A l’Opéra de Bordeaux, la designeuse matali crasset, connue pour ses créations ludiques et politiques, propose jusqu’au 31 décembre, une version épurée et graphique du célèbre ballet romantique Giselle, sur fond de lutte des classes.
Dans sa réinterprétation contemporaine de ce classique des ballets de l’ère romantique, racontant un amour impossible par-delà la mort, matali crasset confronte deux mondes viscéralement opposés. « Il y a le monde d’en bas, une communauté de villageois qui défend le vivant, et le monde d’en haut, celui des propriétaires terriens qui craignent de perdre leurs privilèges », explique la créatrice, reconnaissable à sa coupe à la Jeanne d’Arc et ses lunettes carrées.
Dans ce récit né de l’imagination de Théophile Gautier et chorégraphié à Paris en 1841 par Jean Coralli et Jules Perrot, Giselle est une jeune villageoise qui meurt en apprenant qu’Albrecht, l’homme dont elle est tombée amoureuse, est un aristocrate déjà fiancé à une princesse.
Marqueur de différences entre ces deux mondes: la matière des costumes, en serpillères de coton et déchets recyclés pour les villageois; en matière synthétique – polyester et élasthanne – rappelant les maillots de bain et combinaisons étanches pour la noblesse.
Grâce au « savoir-faire » des costumiers de l’opéra bordelais, le tissu gaufré teint en vert olive ou orange mandarine, fabriqué par le dernier fabricant français de serpillières dans le Rhône, se révèle étonnamment élégant, « presque comme une veste en tweed iconique de chez Chanel » , sourit la designeuse.
Les costumes sophistiqués de la noblesse, rappelant les lignes de Courrèges, aux couleurs « un peu artificielles », entre turquoise, rose ou violet ultra vif, dénotent du « culte de l’apparence » d’une société « déconnectée du vivant ».
Mais le véritable « personnage principal » du ballet, jonglant entre tradition et modernité, est bien le « tutu », qu’ « il n’était pas du tout question d’enlever, en particulier dans le deuxième acte, très féérique ».
Car Giselle se métamorphose ensuite en esprit qui hante la forêt.
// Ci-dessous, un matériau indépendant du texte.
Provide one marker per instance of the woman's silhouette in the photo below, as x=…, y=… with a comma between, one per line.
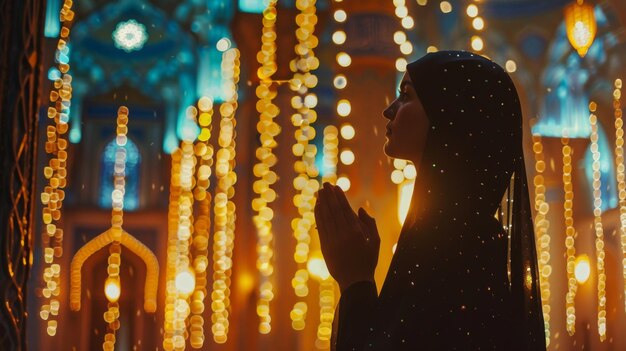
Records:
x=458, y=279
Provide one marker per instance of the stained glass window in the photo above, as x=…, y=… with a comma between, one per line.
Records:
x=107, y=164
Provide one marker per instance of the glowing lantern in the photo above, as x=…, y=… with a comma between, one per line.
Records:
x=583, y=269
x=112, y=289
x=580, y=23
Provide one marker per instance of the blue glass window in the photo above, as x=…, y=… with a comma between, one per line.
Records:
x=107, y=164
x=608, y=183
x=253, y=6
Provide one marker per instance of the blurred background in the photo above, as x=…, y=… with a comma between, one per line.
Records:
x=237, y=110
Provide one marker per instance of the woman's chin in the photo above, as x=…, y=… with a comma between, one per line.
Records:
x=388, y=149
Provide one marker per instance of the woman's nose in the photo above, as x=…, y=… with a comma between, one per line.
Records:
x=390, y=111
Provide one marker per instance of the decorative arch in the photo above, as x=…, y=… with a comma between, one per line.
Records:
x=107, y=164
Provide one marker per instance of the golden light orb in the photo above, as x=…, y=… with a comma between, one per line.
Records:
x=317, y=267
x=445, y=7
x=583, y=269
x=478, y=23
x=472, y=10
x=340, y=16
x=344, y=108
x=185, y=282
x=510, y=66
x=343, y=59
x=112, y=289
x=339, y=37
x=477, y=43
x=347, y=131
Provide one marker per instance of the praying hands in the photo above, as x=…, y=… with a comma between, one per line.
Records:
x=349, y=241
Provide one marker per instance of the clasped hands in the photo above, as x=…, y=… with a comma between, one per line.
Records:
x=349, y=240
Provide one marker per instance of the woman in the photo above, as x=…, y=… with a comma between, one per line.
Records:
x=456, y=281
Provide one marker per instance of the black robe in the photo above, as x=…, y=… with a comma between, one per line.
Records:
x=460, y=279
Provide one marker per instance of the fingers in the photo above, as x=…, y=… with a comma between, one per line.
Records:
x=344, y=206
x=340, y=219
x=370, y=225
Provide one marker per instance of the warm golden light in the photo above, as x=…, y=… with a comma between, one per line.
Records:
x=185, y=282
x=340, y=15
x=541, y=229
x=583, y=269
x=317, y=267
x=477, y=43
x=405, y=192
x=478, y=23
x=445, y=7
x=344, y=108
x=340, y=81
x=510, y=66
x=347, y=131
x=339, y=37
x=407, y=22
x=580, y=23
x=343, y=59
x=570, y=234
x=399, y=37
x=472, y=10
x=401, y=64
x=346, y=157
x=112, y=289
x=223, y=44
x=344, y=183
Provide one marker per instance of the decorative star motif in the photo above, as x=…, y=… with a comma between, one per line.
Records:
x=130, y=35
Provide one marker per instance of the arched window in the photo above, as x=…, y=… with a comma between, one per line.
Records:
x=107, y=165
x=607, y=172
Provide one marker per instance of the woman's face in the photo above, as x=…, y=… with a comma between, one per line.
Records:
x=408, y=124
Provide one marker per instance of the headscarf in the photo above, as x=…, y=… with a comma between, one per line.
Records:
x=472, y=157
x=473, y=148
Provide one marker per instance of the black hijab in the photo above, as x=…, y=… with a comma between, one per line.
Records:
x=473, y=147
x=449, y=271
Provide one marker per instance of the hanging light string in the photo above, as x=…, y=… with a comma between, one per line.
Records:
x=343, y=108
x=184, y=281
x=541, y=228
x=55, y=173
x=200, y=241
x=404, y=172
x=619, y=163
x=304, y=183
x=113, y=285
x=478, y=24
x=266, y=159
x=224, y=207
x=570, y=233
x=327, y=313
x=116, y=237
x=597, y=212
x=170, y=275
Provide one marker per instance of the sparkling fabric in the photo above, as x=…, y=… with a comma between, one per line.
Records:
x=449, y=285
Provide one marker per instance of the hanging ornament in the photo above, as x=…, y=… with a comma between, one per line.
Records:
x=580, y=23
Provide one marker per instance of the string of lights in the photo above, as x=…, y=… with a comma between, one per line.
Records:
x=112, y=284
x=304, y=183
x=619, y=163
x=170, y=273
x=597, y=212
x=344, y=107
x=404, y=172
x=224, y=223
x=55, y=173
x=266, y=159
x=570, y=233
x=200, y=241
x=541, y=229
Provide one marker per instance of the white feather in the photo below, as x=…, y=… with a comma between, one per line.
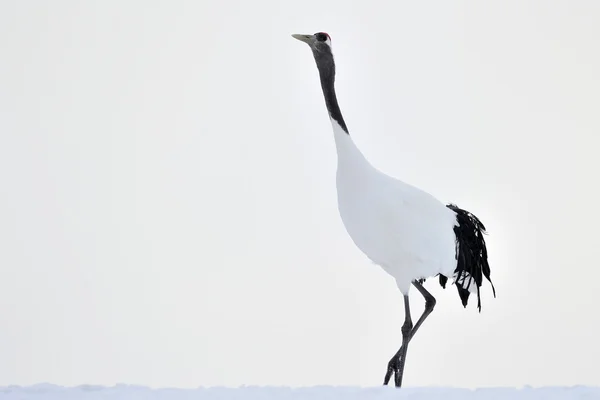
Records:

Elle rejoint les Willis, spectres de jeunes fiancées défuntes qui, la nuit, attirent les hommes pour se venger, les condamnant à danser jusqu’à la mort. Dans un dernier tête-à-tête amoureux, avant que les premières lueurs du jour ne fassent disparaître les fantômes, Giselle sauvera l’être aimé.
Dans la scénographie, la forme iconique du tutu est partout : dans les branches des arbres formés de tubes de bois, dans la chaumière stylisée de Giselle, la crinoline de la reine, les cols à la Médicis et bijoux des aristocrates.
Parés de longs rubans de soie blanche, les bustiers et tutus vaporeux des danseuses deviennent aussi graphiques, tout comme les capes et les guêtres et décorations d’apparats des nobles ou les haillons des vendangeurs. Par petites « touches symboliques », la scénographie renforce aussi un récit « plus écologique et féministe » avec des Willis « femmes fatales qui prennent le pouvoir ».
« Je me suis amusée, en apportant un côté ludique pour emporter tout le monde, amateurs de ballet et néophytes », ajoute la créatrice touche-à-tout, qui a travaillé pour une grande marque d’ameublement scandinave et des kiosques de journaux parisiens. Ses jeux de couleurs relookent nombre de locaux éducatifs et culturels ou encore les dernières rames du Thalys.
La designeuse, dont la réflexion créatrice s’articule aussi autour des valeurs d’empathie, a volontairement chassé tout décor peint du paysage pour permettre au spectateur d’être « au plus près » des danseurs, ajoute-t-elle.
Cette nouvelle version, sans les codes et accessoires du ballet traditionnel, est plus porteuse de sens, selon le directeur de ballet. « Est-ce qu’on a finalement besoin de peindre des arbres pour avoir une forêt, ou un prince avec une épée? On comprend très bien l’histoire et ces deux mondes qui se font face avec de simples lignes. Les moments codifiés ont été changés en regards, plus intenses au niveau de l’interprétation », pointe Eric Quilleré, le directeur du ball de l’Opéra de Bordeaux.
Une version contemporaine de Giselle « plus humaine » à laquelle « on s’identifie plus » selon lui. « Giselle, ici, Ce n’est plus juste de la danse, c’est un message ».